Avoid involving current students or subordinate staff in OPA. Including students and MIT personnel in OPA could create a conflict of interest, especially if you are advising a student’s thesis without a co-advisor or thesis committee.

However, if being involved with a faculty member’s OPA would benefit a student’s educational experience, discuss the possibility with your department head and the COI officer. They may be able to develop a plan to mitigate the risk of a conflict of interest before you engage with the student.

Using MIT labs or specialized facilities to support OPA is prohibited. Using core facilities in OPA is allowable, as long you comply with the facility’s terms and conditions. 

Incidental use of your MIT-issued laptop to support OPA is acceptable. However, any company information stored on your laptop or backed up on MIT servers belongs to MIT.


During sabbatical or other leave, faculty may accept temporary or visiting appointments for that period at other institutions. Very rarely, faculty may be allowed to accept an ongoing professorship (e.g., adjunct). Appointments like this must receive dean and provost approval before acceptance.
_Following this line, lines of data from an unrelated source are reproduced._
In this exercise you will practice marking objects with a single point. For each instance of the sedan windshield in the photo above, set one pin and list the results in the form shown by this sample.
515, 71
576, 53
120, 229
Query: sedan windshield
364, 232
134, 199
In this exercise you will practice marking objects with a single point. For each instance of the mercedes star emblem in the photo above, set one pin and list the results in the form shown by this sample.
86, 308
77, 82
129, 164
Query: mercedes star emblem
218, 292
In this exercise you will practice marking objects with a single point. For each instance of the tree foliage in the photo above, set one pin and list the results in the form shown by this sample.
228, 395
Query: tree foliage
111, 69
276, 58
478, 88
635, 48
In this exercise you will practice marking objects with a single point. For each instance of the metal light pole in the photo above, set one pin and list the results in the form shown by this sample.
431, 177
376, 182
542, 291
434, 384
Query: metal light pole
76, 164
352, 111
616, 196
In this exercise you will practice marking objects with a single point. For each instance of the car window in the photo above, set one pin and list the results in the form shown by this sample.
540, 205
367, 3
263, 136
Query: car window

Before accepting any external appointment, faculty should:

  • Discuss the possibility with their department head and dean.
  • Understand the external institution’s policies and any local rules governing academic activities, intellectual property and employment. Seek legal representation or a translator, if necessary.
  • Discuss the terms and duration of the engagement with the external institution, especially if outside the U.S.
  • Discuss export control risks with MIT Export Control, if the appointment is outside the U.S.
  • Review COI guidance on adjunct professorships
  • Assess and mitigate risks

Review COI guidance on starting a company to understand the potential for conflicts of interest or commitment.
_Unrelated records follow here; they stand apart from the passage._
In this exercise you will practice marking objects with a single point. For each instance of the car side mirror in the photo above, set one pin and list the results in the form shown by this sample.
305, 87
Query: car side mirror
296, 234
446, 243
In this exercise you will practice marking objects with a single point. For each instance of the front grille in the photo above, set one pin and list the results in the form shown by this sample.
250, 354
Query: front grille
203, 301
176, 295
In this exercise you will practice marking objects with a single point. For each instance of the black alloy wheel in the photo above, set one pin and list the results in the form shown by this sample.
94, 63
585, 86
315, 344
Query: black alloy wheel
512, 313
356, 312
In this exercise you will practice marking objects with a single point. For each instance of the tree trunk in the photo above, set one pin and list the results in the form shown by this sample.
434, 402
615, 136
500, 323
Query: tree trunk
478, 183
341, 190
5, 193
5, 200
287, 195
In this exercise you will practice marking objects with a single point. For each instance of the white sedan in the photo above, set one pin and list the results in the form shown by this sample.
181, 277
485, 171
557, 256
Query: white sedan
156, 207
Avoid international OPA with the following entities:

  • Those principally involved with defense research or production.
  • Those involved with government intelligence or military operations.
  • Those whose activities and/or products and services have been credibly viewed as contributing to the suppression of human rights.
  • “Talent recruitment” programs designed primarily to transfer technology or knowledge to a foreign entity
  • Those in countries of concern

In addition, OPA that extend, complement or duplicate MIT-administered research sponsored by U.S. government agencies raise concerns for the Institute and our research partners. Before pursuing international activities, assess risks and consult Global Support Resources.